I froze for a heartbeat before complying, face flaming, humiliation burning hotter than any fire.

I bent at the waist, hands on my knees

The cavity search was thorough, precise, unyielding—a violation I could not control, hands invading places no one had touched without consent since... since him.

The memory gripped me, tight, suffocating, and I almost gagged. But I forced my focus back to the present, counting each second until it was over.

“All clear.”

The words were clinical, almost antiseptic.

Ramirez stripped off the gloves and tossed them into a biohazard bin with a soft thunk.

She handed me a fresh set of prison garb: coarse, scratchy underwear, an orange jumpsuit labeled CDCR INMATE across the back in stenciled black letters, thin socks, and velcro sneakers that looked at least two sizes too big.

I pulled the jumpsuit on, shivering as the fabric scratched my skin, every fold a reminder that this was now my reality.

Shoes too large, socks thin and rough, the prison-issued uniform tight in all the wrong places—it was a uniform not just of compliance, but of erasure.

Of stripping away identity.

I caught a glimpse of myself in the small, grimy mirror in the corner of the room.

My reflection was pale, hollow-eyed, cheeks hollowed by exhaustion and fear. This was not the woman I remembered being. But it was the woman who had to survive.

I’d lost weight these past weeks—meals missed, sleep abandoned, stress gnawing at me like a parasite that never slept. Even my bones felt sharper now, angles where softness used to be.

Officer Ramirez’s voice cut through my thoughts again. “Walk straight.
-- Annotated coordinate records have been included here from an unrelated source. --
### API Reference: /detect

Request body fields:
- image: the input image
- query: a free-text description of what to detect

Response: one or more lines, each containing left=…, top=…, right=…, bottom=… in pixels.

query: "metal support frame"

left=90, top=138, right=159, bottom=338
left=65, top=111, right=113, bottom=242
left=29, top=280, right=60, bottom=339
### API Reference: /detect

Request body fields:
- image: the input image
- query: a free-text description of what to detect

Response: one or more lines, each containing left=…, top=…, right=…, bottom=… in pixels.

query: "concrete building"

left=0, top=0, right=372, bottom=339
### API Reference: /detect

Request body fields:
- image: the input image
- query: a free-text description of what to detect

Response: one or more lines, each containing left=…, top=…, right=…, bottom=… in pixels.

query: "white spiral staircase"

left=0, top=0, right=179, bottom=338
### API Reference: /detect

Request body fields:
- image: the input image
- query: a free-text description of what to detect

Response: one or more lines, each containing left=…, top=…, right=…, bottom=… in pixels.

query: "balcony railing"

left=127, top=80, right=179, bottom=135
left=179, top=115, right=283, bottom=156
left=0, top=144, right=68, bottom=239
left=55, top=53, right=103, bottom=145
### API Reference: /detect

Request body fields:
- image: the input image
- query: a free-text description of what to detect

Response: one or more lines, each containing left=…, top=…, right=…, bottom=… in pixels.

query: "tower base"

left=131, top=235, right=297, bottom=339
No sudden movements. Follow instructions, and we’ll all get through this faster.”

I nodded, swallowing back the lump in my throat, trying to summon a fraction of dignity.
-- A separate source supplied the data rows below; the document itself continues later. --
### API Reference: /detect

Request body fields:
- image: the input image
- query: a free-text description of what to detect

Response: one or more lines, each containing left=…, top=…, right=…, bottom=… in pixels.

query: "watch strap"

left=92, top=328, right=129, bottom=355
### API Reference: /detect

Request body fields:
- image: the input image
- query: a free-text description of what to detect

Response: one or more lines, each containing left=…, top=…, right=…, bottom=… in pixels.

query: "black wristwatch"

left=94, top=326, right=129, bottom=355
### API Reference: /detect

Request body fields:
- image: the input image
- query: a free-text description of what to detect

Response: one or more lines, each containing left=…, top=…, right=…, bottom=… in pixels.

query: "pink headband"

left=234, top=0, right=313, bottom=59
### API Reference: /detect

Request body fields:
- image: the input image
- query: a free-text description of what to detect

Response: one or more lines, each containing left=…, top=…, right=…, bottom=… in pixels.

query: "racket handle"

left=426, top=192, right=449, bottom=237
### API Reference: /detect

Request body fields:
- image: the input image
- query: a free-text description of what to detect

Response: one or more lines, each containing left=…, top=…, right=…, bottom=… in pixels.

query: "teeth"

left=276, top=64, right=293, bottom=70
Every step, every command followed, every humiliating procedure endured—it was all part of surviving this first gauntlet. I could not, would not, let them see me break entirely.
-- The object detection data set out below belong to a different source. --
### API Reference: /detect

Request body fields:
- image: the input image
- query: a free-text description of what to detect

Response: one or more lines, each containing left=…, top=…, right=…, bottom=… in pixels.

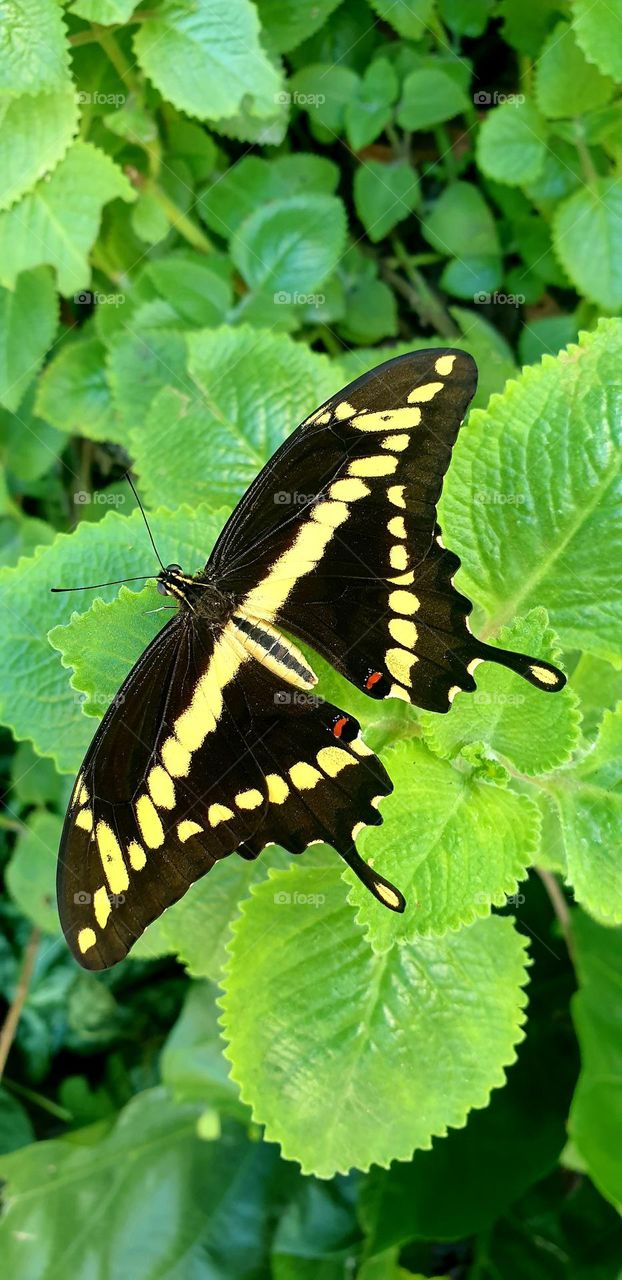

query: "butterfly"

left=58, top=348, right=566, bottom=969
And yet, as I was led away to the next chamber, I felt something inside me fracture—tiny, imperceptible shards of defiance and despair intertwining, forming a quiet, simmering fury. This was not the end. It could not be.

The reality pressed in harder.

I had lost.

Not just the case—but everything.

The courtroom replayed in my mind on an endless, merciless loop.

I saw myself standing there in that borrowed suit—too long in the sleeves, too tight at the shoulders.

It had smelled faintly of mothballs and old detergent, and I’d clung to it like armor anyway, because it was the last scrap of dignity I’d been allowed.

Some charity-bin find that James Walker had managed to scrounge up at the last minute.

The judge hadn’t really looked at me. His eyes skimmed past, already heavy with conclusions. I might as well have been furniture.

Ruslan, though—Ruslan—had been impossible to miss.

He’d sat in the gallery, immaculate in a charcoal three-piece suit tailored to perfection, cufflinks glinting under the courtroom lights. Not a hair out of place. Not a wrinkle.